On Thu, 2006-10-05 at 09:52 +0300, Alin Nastac wrote:
> Natanael Copa wrote:
> > Nobody has ever showed interest and I'm not pushing my services on
> > anyone.
> >   
> Why exactly you don't want to become a Gentoo dev? 

Because of the byrocracy? Is it worth it to only maintain one single
package?

Because of gentoo devs always seems to fight?

> The whole "proxy maintainer" thing is a bunch of crap.

Thanks.

Seems to work just fine in freebsd ports.

> The Gentoo developer will still be
> expected to be responsible of his/her commits, which means 2 maintainers
> will spend (approximately) same amount of time testing it.

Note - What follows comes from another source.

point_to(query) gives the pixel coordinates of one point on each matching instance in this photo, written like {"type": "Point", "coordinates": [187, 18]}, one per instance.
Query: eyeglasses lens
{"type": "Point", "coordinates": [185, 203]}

The Gentoo developer would have the final reposability, so yes, he/she
might need to test it. But if it doesn't work the Gentoo developer sends
an email to the (proxy) maintainer: "It doesn't work. Please fix or I
won't commit" or: "The code is too ugly. Please improve or I won't
commit".

The Gentoo dev can establish a relationship with the maintainer so after
a while he/she knows the (proxy) maintainer is trustable and can commit
after just a look. This in contrast to dealing with thousands unknown
bug reporters.

If the (proxy) maintainer doesn't answer, the gentoo dev can either fix
it himself/herself or find an new maintainer - which I believe is easier
than requiting a new dev, since it does not *feel* like as much
responsability, even if it is.

Its funny, I use gentoo much more that FreeBSD, I'm a freebsd port
maintainer, but nothing for Gentoo (well, im an active bugreporter...)

When I submit a fix/version bumb (I submit as "maintainer update") to
freebsd ports, its normally committed within hours, even if its not a
popular port. When I submit fixes for packages in Gentoo bugzilla it get
stuck for months. They must have done something right.